A motorboat motorboat can maintain a constant speed of 20 miles per hour relative to the water in going 21 miles upstream and then returning. The total time for the trip was 2.5 hours?

To solve this problem, we will first establish the key variables:

1. Let \( v_b = 20 \) miles per hour (the speed of the motorboat relative to the water).
2. Let \( v_c \) be the speed of the current (in miles per hour).
3. The distance traveled upstream is \( d = 21 \) miles and the same distance downstream.

Trip Time Calculations

1. Upstream Time: When going upstream, the effective speed of the motorboat is reduced by the speed of the current: \[ \text{Speed upstream} = v_b - v_c = 20 - v_c , \text{miles/hour}. \] The time taken to go upstream is: \[ t_{\text{up}} = \frac{d}{\text{Speed upstream}} = \frac{21}{20 - v_c} , \text{hours}. \]
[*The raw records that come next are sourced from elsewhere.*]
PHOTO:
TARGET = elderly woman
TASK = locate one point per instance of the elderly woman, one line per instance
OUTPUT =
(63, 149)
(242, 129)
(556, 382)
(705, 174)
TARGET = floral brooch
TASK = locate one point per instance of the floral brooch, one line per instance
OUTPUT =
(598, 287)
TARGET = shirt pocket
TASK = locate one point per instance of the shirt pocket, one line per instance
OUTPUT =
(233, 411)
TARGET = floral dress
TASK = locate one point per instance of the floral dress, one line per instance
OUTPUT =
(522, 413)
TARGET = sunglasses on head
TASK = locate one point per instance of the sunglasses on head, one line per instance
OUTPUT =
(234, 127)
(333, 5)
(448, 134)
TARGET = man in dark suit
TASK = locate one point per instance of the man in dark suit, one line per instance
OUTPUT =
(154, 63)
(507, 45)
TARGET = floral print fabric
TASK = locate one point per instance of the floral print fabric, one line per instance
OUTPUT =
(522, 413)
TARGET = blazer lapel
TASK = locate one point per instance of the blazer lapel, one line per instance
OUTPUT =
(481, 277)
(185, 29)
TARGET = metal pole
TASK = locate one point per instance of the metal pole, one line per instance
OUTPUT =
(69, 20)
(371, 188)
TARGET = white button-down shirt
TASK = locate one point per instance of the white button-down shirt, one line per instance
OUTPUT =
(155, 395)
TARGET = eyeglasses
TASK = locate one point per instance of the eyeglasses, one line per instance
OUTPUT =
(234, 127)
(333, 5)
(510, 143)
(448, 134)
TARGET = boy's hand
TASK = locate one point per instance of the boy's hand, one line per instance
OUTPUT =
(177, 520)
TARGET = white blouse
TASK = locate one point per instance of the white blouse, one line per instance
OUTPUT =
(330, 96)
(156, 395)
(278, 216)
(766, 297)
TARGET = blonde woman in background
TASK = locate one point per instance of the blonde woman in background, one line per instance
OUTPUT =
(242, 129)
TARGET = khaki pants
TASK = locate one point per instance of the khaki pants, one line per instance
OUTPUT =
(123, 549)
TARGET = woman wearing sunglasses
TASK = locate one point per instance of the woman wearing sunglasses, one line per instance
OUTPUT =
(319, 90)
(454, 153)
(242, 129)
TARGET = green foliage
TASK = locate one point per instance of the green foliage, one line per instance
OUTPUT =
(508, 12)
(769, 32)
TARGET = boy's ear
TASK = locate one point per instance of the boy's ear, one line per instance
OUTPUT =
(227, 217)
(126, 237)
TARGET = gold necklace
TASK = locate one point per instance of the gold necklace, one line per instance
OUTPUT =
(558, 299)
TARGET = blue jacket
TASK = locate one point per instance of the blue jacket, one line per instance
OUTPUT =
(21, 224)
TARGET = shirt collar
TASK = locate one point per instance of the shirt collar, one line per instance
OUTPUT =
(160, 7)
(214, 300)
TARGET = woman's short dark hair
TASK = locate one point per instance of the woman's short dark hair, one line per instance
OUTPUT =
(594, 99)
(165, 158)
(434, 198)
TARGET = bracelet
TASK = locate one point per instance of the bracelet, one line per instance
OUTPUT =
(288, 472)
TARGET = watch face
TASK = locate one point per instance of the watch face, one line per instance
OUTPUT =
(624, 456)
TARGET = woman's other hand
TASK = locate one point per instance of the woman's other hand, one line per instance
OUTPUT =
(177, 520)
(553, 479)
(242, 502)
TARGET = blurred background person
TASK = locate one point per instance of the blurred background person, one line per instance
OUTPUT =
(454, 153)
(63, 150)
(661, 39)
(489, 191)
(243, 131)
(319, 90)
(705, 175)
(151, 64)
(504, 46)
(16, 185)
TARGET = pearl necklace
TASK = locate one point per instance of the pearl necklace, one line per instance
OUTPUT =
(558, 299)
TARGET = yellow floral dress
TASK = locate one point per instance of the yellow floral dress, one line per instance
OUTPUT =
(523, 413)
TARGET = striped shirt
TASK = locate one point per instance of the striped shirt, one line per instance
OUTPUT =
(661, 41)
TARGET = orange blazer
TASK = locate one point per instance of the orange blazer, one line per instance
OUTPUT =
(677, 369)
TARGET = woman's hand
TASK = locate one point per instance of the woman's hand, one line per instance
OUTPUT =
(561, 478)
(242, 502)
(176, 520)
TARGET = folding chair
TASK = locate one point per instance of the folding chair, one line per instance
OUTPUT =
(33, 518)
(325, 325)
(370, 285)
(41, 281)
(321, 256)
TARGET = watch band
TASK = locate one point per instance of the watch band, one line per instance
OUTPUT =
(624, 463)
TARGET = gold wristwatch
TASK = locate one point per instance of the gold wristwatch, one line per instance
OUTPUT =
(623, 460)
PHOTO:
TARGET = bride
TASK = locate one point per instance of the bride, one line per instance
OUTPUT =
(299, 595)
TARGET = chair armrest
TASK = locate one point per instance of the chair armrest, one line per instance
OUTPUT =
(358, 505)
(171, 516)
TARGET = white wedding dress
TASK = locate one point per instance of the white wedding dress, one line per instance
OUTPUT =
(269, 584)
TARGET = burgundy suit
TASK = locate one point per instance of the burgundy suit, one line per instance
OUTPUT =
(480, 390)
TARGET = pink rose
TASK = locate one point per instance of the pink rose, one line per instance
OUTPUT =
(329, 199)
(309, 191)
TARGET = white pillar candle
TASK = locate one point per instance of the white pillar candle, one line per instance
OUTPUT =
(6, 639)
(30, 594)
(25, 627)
2. Downstream Time: When going downstream, the effective speed of the motorboat is increased by the speed of the current: \[ \text{Speed downstream} = v_b + v_c = 20 + v_c , \text{miles/hour}. \] The time taken to go downstream is: \[ t_{\text{down}} = \frac{d}{\text{Speed downstream}} = \frac{21}{20 + v_c} , \text{hours}. \]

Total Time for the Trip

According to the problem, the total time for the trip is 2.5 hours: \[ t_{\text{up}} + t_{\text{down}} = 2.5. \] Substituting our expressions for \( t_{\text{up}} \) and \( t_{\text{down}} \): \[ \frac{21}{20 - v_c} + \frac{21}{20 + v_c} = 2.5. \]

Combining the Fractions

To combine the left side, we'll find a common denominator: \[ \frac{21(20 + v_c) + 21(20 - v_c)}{(20 - v_c)(20 + v_c)} = 2.5. \] Simplifying the numerator: \[ 21(20 + v_c) + 21(20 - v_c) = 420 + 21v_c + 420 - 21v_c = 840. \] Now the equation becomes: \[ \frac{840}{(20 - v_c)(20 + v_c)} = 2.5. \]

Cross-Multiplying

Cross-multiply to eliminate the fraction: \[ 840 = 2.5(20 - v_c)(20 + v_c). \] Expanding the right side: \[ 840 = 2.5(400 - v_c^2). \] Then, \[ 840 = 1000 - 2.5v_c^2. \]

Rearranging

Now rearranging gives us: \[ 2.5v_c^2 = 1000 - 840, \] \[ 2.5v_c^2 = 160. \] Dividing by 2.5: \[ v_c^2 = \frac{160}{2.5} = 64. \] Taking the square root gives: \[ v_c = 8 , \text{miles/hour}. \]

Conclusion

Now that we have the speed of the current, we can summarize:

• Speed of the current: \( v_c = 8 \) miles per hour.
• Speed of the motorboat relative to the water: \( v_b = 20 \) miles per hour.

Thus, the answer is the speed of the current is 8 miles per hour.